According to the first deputy head of the faction of Putin’s “United Russia” in Parliament, Andrei Isaev, the Duma could pass the amendment on its next session, RBC reports.
“I think that, while we are working on the draft law outlining the reply to U.S. sanctions, this bill on criminal responsibility for observing the U.S. sanctions on Russian territory will also appear,” Isayev told reporters.
He also explained that the bill that the State Duma will start discussing in mid-May contains amendments targeting businesses, falling under the Civil Code. The new proposal cannot be included in this bill, as parliamentary regulations dictate that civil and criminal codes are drafted separately.
“There is no doubt that the bill will be passed during the spring session,” Isayev added.
The idea was proposed by State Duma Speaker Vyacheslav Volodin last week, when the parliament discussed legislation to counter the latest round of anti-Russian sanctions introduced by the United States. Volodin suggested imposing some responsibility on people who comply with various foreign restrictions while acting in Russian territory. Notably, he did not rule out introducing criminal responsibility for acting in line with U.S. sanctions.
On April 6, the U.S. Treasury Department released a list of 24 Russian citizens and 14 Russian corporations affected by new sanctions imposed over Russia’s foreign policy.
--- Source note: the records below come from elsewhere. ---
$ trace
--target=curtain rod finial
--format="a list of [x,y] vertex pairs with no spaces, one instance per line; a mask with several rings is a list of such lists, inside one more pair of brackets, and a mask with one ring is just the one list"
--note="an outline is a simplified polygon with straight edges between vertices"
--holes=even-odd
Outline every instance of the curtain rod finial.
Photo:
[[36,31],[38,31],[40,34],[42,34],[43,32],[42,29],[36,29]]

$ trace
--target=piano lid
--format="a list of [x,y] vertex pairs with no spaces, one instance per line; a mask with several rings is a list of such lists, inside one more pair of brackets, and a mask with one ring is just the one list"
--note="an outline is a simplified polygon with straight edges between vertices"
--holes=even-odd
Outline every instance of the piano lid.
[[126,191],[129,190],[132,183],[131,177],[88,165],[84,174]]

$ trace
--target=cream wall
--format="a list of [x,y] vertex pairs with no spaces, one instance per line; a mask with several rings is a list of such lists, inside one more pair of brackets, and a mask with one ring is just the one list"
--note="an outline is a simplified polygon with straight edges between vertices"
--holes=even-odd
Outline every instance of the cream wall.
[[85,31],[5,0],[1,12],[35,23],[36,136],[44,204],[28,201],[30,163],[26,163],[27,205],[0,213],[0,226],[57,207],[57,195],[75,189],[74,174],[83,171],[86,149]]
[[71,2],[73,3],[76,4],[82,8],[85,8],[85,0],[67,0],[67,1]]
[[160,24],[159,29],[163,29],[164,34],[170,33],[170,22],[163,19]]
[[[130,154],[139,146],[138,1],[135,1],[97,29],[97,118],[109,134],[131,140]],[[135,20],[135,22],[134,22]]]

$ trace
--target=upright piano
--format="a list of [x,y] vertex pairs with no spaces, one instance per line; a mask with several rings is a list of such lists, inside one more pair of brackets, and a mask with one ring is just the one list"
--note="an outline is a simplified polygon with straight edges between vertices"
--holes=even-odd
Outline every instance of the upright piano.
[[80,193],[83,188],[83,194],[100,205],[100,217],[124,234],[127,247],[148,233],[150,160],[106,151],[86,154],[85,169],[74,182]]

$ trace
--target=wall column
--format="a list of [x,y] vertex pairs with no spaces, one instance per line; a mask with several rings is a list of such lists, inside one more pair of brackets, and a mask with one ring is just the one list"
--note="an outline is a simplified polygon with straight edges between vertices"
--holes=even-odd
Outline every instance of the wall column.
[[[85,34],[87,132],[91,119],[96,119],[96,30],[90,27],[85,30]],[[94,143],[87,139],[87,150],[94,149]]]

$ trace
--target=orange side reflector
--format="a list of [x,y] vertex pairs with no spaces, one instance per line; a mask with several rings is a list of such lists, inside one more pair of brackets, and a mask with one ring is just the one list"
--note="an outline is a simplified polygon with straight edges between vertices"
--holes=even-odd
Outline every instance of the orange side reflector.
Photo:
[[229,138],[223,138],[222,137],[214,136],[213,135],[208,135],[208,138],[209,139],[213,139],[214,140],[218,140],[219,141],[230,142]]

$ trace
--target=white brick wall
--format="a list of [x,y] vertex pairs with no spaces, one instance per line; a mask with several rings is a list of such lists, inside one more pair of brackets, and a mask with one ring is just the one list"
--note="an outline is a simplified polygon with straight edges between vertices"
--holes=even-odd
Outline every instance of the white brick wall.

On April 13, all four Russian parliamentary factions jointly drafted a bill on reciprocal measures that, if passed in its current form, will stop all cooperation with the United States in the nuclear, missile and aircraft-building spheres, as well as introducing restrictions on various American imports like food, pharmaceuticals, alcohol and tobacco.
Another provision included in the current version of the draft is a proposal to allow Russian companies to produce various goods copyrighted in the United States or in countries allied with the U.S. without getting licenses from copyright holders.
The first hearing on the anti-sanctions bill is scheduled for May 15.